Fauna / Desplazamientos, de Mario Levrero (Random House) | por Juan Jiménez García
Si hay algo que recorre tanto Fauna como Desplazamientos (los dos libros de Mario Levrero recogidos en un solo volumen por Random House) es la mujer. La mujer entendida como algo inalcanzable, física pero casi un espíritu, concreta pero fantasmal. La mujer y el tiempo. El tiempo maleable, inaprensible, capaz de volver sobre sí mismo una y otra vez o de convertirse en algo eterno, hecho de esperas. Y de nuevo la confirmación de que estamos ante un grande, un grande al que no le importa jugar en terrenos ajenos porque nada, después de todo, le es ajeno. Un escritor capaz de apropiarse de géneros e historias para llevarlas hacia un lugar en el que todo confluye: él mismo.
Fauna es una historia detectivesca sin detective. Sin detective oficial. Un hombre recibe el encargo de una mujer (a la que llamará Fauna) de ocuparse de su hermana (Flora), que ha caído en manos de algo parecido a una secta y algo parecido a un vendedor de ilusiones perdidas. Nuestro hombre es un escritor, un escritor que comparte su oficio, que no da para nada, con un puesto de tabaco, que da para vivir holgadamente. Él no quiere hacer nada ni es ese experto en parapsicologías que pretende la rubia y exuberante Fauna, pero acepta en un gesto que tiene mucho de trance, de pérdida del sentido. A partir de ese momento se meterá en el papel y estirará hilos. Hilos que se enredan en su cuerpo mientras espera, enamoradizo, el regreso de esa mujer que le ha convencido para meterse en ese asunto en el que nada es así. Y mientras espera y sigue esperando, mientras da tumbos, físicos y mentales, todo se confunde. También él. Construida como una novela negra sin víctimas, una novela negra enrarecida, una novela de misterio, Fauna es un juego de manos literario en el que Levrero encuentra un género, lo desmonta y lo devuelve a su aire, entre la ironía y el destino.
Desplazamientos, la segunda de las novelitas, es otra cosa. Un experimento literario gozoso, hecho de vueltas atrás, de reescrituras de la historia. Un casero heredado (al que su padre ha dejado algunos edificios extraños, que también tienen algo de su infancia) recorre un bloque cobrando la mensualidad. Allí se encuentra con todo tipo de seres y, entre ellos, dos hermanas. Una de ellas acaba de tener un hijo y aún tiene leche en los pechos. También tiene una hermana, algo más fea (o tal vez solo sea una apreciación injusta, por comparación enamoradiza).
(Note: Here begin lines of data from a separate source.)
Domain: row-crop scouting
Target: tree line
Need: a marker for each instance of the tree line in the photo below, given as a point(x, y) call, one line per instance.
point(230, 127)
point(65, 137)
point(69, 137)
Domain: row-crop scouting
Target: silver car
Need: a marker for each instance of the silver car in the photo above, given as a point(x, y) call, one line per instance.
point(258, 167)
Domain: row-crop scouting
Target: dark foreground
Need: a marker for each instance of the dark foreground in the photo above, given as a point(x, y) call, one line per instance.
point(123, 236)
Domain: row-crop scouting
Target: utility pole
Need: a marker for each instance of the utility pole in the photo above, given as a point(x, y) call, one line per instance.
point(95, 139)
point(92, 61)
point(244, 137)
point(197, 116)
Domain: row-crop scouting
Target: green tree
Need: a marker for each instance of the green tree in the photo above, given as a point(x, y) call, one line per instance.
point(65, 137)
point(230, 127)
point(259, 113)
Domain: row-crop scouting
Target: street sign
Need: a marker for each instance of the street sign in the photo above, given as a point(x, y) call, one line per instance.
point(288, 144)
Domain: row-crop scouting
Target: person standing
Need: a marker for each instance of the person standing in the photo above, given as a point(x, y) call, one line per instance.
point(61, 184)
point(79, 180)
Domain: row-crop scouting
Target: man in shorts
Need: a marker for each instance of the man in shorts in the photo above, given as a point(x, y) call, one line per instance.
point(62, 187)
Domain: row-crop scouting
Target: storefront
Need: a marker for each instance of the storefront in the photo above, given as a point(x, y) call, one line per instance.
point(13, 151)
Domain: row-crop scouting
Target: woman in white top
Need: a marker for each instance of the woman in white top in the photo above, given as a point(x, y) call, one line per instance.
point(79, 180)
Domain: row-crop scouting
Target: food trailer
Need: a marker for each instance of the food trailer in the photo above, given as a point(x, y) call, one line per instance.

Entre ellos se establecerá una relación extrema, llena de deseo intenso, sexo rápido y, sobre todo, una temporalidad vacilante. La historia se reescribe constantemente en busca de una verdad que no existe (o no la podremos conocer). Cada acontecimiento, cada suceso, es solo una posibilidad más de una historia más. Cada fragmento, un desplazamiento, un emborronamiento, mediante el que el escritor uruguayo nos introduce en un artefacto inquietante. Un artefacto que no deja de ser una reflexión sobre la escritura y sobre la propia construcción del relato.
Indagaciones sobre la mujer, sobre el doble, sobre el tiempo doble o triple, sobre lo mágico (que no es otra cosa que lo raro). Indagaciones sobre el relato. Celebración de la construcción del mundo, del propio, de eso que es la literatura. Una literatura sin límites, sin complejos, que salta gozosa de acá a allá, sin perder el aliento, firme la respiración. Eso es, aquí de nuevo, la escritura de Mario Levrero, pequeños misterios iniciáticos de camino hacia la lectura como acto liberador. De quién escribe, cierto, pero también de aquel que lee.